Cada vez que entraba en la habitación de Bessie, Kate Durkin tenía la impresión de que había algo que se le escapaba, pero no sabía decir qué. Exasperada, finalmente suplicó a san Antonio que la ayudara a averiguarlo. Mientras rezaba reconoció que generalmente le pedía ayuda con cosas tangibles, como las gafas, el monedero o su única joya, el anillo de prometida de su madre, un aro con un diminuto diamante de Tiffany.
En aquella ocasión san Antonio había tardado dos semanas en ayudarle a recordar que lo había escondido en un tubo de aspirinas vacío cuando ella y Bessie se fueron de viaje a Williamsburg en un autobús para la tercera edad.
—Verás, san Antonio —dijo mientras colocaba ropa interior pulcramente doblada en una caja que descansaba sobre la cama—, creo que Alvirah podría tener razón. Quizá sea cierto que los Baker embaucaron a Bessie para quedarse con la casa. No estoy segura de ello, pero estoy preocupada. Cada vez que entro en esta habitación y veo el escritorio de Bessie con la vieja máquina de escribir, en mi cabeza se dispara una alarma.
Kate reparó en unas medias dobladas que tenían una carrera.
Pobre Bessie, pensó. Estaba perdiendo la vista pero se negaba a hacerse unas gafas nuevas. Decía que era tirar el dinero porque probablemente no llegaría a Navidad. Y no se equivocaba, se dijo con un suspiro al tiempo que abría el siguiente cajón y cogía los camisones de lana que constituían el uniforme de cama de Bessie.
Pobrecilla, pensó, éste debió de devolverlo al cajón sin darse cuenta de que ya lo había usado. Sacudió la cabeza mientras frotaba el cuello de puntillas manchado de colorete de un camisón de flores rosas. Lo lavaré antes de empaquetarlo. Bessie lo habría querido así.

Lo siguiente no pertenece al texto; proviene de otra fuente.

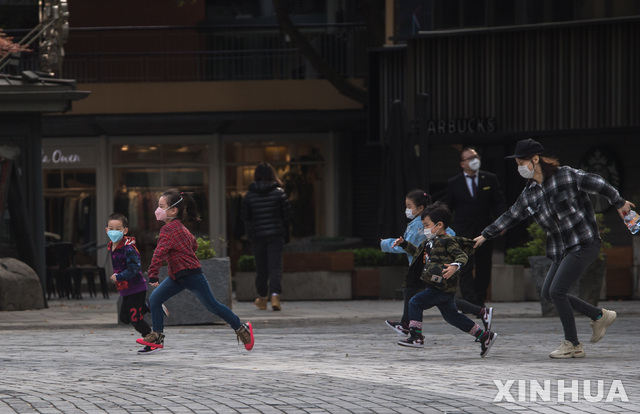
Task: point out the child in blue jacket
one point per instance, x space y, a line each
416 201
127 276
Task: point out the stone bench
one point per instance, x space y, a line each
310 285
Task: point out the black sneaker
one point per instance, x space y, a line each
148 350
397 326
486 314
486 342
413 342
153 339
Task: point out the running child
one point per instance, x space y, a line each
125 260
416 201
438 260
177 246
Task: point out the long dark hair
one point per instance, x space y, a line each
265 172
548 165
187 208
419 198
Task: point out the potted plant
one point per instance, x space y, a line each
588 286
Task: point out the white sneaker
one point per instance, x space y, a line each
599 327
568 350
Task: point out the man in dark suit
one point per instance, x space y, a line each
476 198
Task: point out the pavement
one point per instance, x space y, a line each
313 357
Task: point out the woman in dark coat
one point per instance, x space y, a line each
267 211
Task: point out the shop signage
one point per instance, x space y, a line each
461 126
60 157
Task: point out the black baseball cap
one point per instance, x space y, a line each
527 148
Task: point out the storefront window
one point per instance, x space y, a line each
143 172
300 166
70 210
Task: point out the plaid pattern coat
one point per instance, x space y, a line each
561 206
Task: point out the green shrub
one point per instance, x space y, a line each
246 263
205 249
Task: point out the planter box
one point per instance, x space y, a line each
313 285
185 309
365 283
507 283
391 278
317 261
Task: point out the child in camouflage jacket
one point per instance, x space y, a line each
439 259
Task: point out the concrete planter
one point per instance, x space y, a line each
311 285
587 288
185 309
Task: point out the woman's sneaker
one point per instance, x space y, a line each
568 350
245 334
486 342
397 326
153 339
148 350
413 342
487 315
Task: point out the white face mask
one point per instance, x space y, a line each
409 213
474 164
525 172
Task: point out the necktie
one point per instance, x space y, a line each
474 187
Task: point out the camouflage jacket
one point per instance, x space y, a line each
432 255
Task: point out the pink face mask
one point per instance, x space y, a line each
161 214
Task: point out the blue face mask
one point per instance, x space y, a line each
115 235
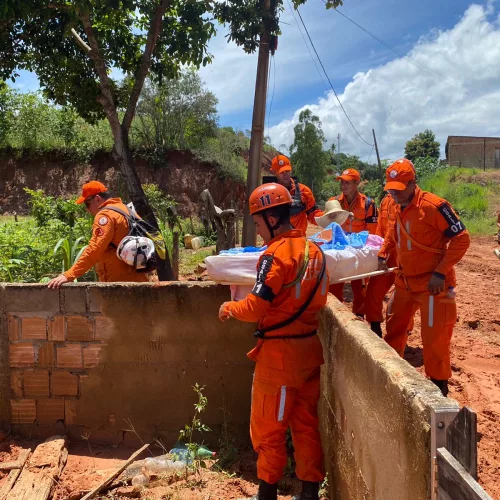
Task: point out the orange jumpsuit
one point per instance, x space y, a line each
286 388
429 221
303 208
108 230
378 286
365 219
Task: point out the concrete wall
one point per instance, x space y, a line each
473 152
89 357
375 412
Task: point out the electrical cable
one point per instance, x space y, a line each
329 81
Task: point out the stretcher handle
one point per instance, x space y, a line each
366 275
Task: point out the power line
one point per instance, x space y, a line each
329 81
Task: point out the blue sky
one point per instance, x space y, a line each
378 88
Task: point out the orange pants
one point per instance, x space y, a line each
438 316
276 407
358 291
377 288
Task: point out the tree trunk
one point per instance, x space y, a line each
123 157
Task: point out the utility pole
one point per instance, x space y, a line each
258 120
378 155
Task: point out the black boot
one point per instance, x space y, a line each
266 492
442 384
310 491
376 327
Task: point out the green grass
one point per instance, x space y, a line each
473 194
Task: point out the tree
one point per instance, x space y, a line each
179 114
423 145
73 46
307 155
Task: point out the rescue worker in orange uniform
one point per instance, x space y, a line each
429 239
365 219
291 288
108 230
378 286
304 207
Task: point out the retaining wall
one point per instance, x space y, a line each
375 414
96 359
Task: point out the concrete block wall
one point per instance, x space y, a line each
375 414
95 359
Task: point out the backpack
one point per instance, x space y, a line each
140 229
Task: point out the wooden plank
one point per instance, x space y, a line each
454 482
104 484
14 474
461 440
41 471
16 464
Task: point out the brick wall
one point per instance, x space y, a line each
87 359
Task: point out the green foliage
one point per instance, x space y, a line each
423 145
196 427
225 151
178 114
471 201
307 155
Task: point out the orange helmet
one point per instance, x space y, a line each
267 196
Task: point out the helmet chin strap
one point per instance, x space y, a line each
268 224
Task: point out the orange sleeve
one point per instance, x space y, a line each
372 219
254 306
312 209
389 243
448 222
99 242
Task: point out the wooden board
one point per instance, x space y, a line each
41 471
461 440
454 482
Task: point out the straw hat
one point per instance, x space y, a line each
333 213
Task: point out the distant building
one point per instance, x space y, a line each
473 152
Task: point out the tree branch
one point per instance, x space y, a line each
106 99
140 77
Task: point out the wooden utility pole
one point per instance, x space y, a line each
378 155
257 137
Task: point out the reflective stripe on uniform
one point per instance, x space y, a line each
281 411
431 311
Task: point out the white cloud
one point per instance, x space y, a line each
400 99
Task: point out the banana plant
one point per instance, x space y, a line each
69 250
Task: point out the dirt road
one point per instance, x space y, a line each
476 353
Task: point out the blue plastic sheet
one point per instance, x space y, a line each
339 239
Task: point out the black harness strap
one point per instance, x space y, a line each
261 333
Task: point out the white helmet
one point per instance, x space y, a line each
135 251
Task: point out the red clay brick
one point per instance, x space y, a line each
91 355
36 383
34 328
13 327
79 328
103 328
16 383
46 355
70 356
70 411
21 355
49 411
23 411
56 329
64 384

La verdad es que no me sorprende que se lo hubiese puesto para luego quitárselo, pensó. Nunca le gustaron las puntillas del cuello. Decía que le picaban. Lo que me extraña es que se lo pusiera siquiera.
Todavía tenía el camisón en la mano cuando un ruido la hizo girarse. Vic Baker se hallaba de nuevo en el umbral de la puerta, observándola.

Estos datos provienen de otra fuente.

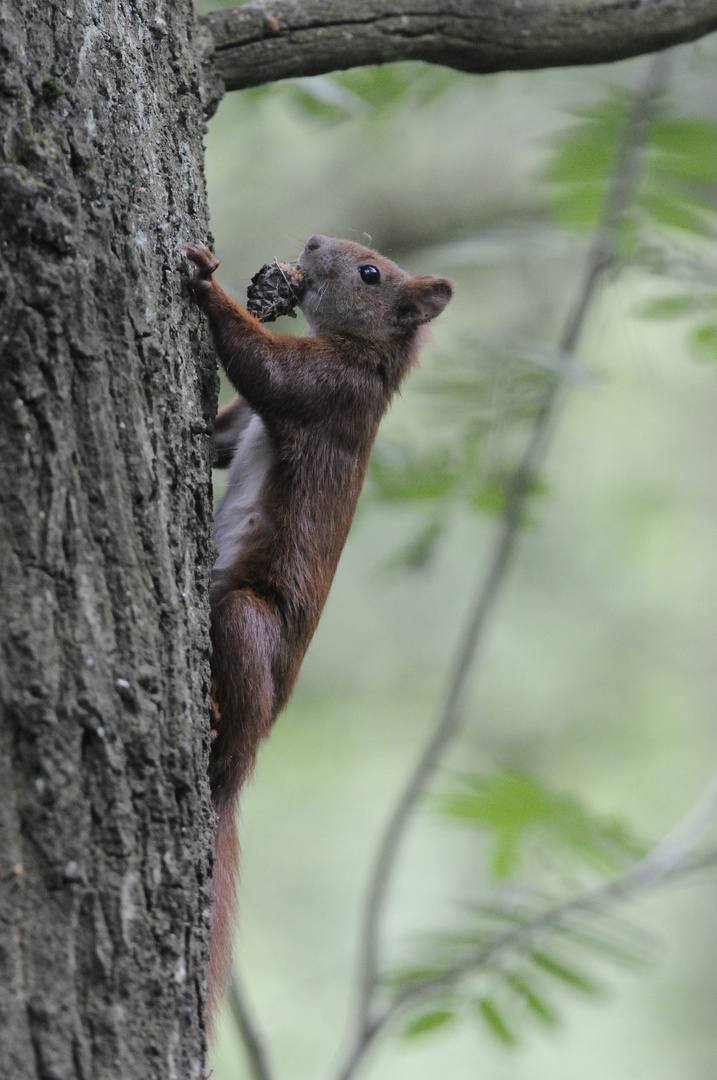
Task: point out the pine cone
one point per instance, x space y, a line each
274 291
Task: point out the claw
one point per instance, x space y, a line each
205 262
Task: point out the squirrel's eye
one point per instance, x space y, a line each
369 274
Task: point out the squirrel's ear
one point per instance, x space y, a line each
423 298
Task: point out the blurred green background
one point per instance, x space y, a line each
599 670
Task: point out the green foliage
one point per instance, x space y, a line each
522 947
518 811
679 171
361 92
478 408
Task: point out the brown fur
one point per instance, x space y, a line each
321 400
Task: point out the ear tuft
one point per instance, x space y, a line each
423 299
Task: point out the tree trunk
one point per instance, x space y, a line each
105 544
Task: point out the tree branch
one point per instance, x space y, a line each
254 1043
286 39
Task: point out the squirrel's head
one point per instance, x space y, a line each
352 289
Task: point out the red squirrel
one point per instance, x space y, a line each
297 443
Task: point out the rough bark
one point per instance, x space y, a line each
285 39
105 516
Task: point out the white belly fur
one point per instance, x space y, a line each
240 508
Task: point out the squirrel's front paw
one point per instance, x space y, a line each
205 262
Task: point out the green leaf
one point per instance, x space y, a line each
518 809
705 339
685 148
398 475
666 208
429 1022
670 307
537 1004
496 1023
565 974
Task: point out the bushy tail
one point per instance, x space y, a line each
224 916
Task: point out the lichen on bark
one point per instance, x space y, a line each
106 396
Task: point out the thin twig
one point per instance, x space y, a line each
666 862
253 1041
603 256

—Estoy preparando la ropa de mi hermana para enviarla a un centro benéfico —dijo secamente Kate—. A menos que tú y tu mujer también queráis reclamar sus camisones.
Vic se marchó sin responder. Ese hombre me da miedo, pensó Kate. Hay algo tenebroso en él. Sentiré un gran alivio cuando me haya ido de aquí.

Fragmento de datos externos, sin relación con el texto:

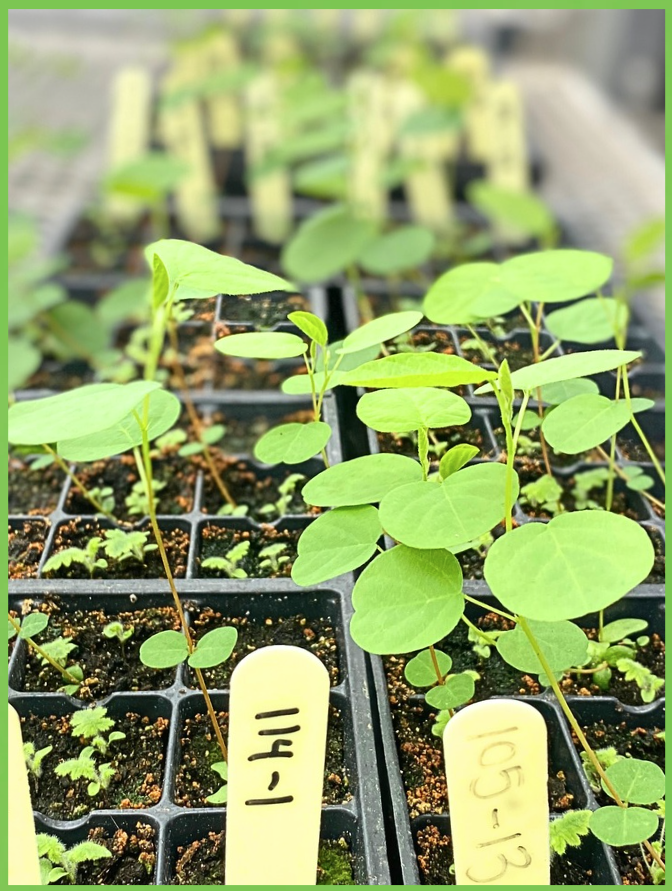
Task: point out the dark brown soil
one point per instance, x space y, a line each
176 497
252 487
315 635
202 862
76 533
133 857
195 779
217 541
33 491
262 310
138 761
108 668
435 858
25 546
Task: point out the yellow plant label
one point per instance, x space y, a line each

Esa noche fue hasta la lavadora y se extrañó al ver que el camisón de flores rosas no estaba con la ropa sucia que había dejado allí.
Creo que me estoy volviendo loca, pensó Kate. Juraría que lo había bajado. Probablemente lo he empaquetado. Ahora no tendré más remedio que revisar esas condenadas cajas una por una.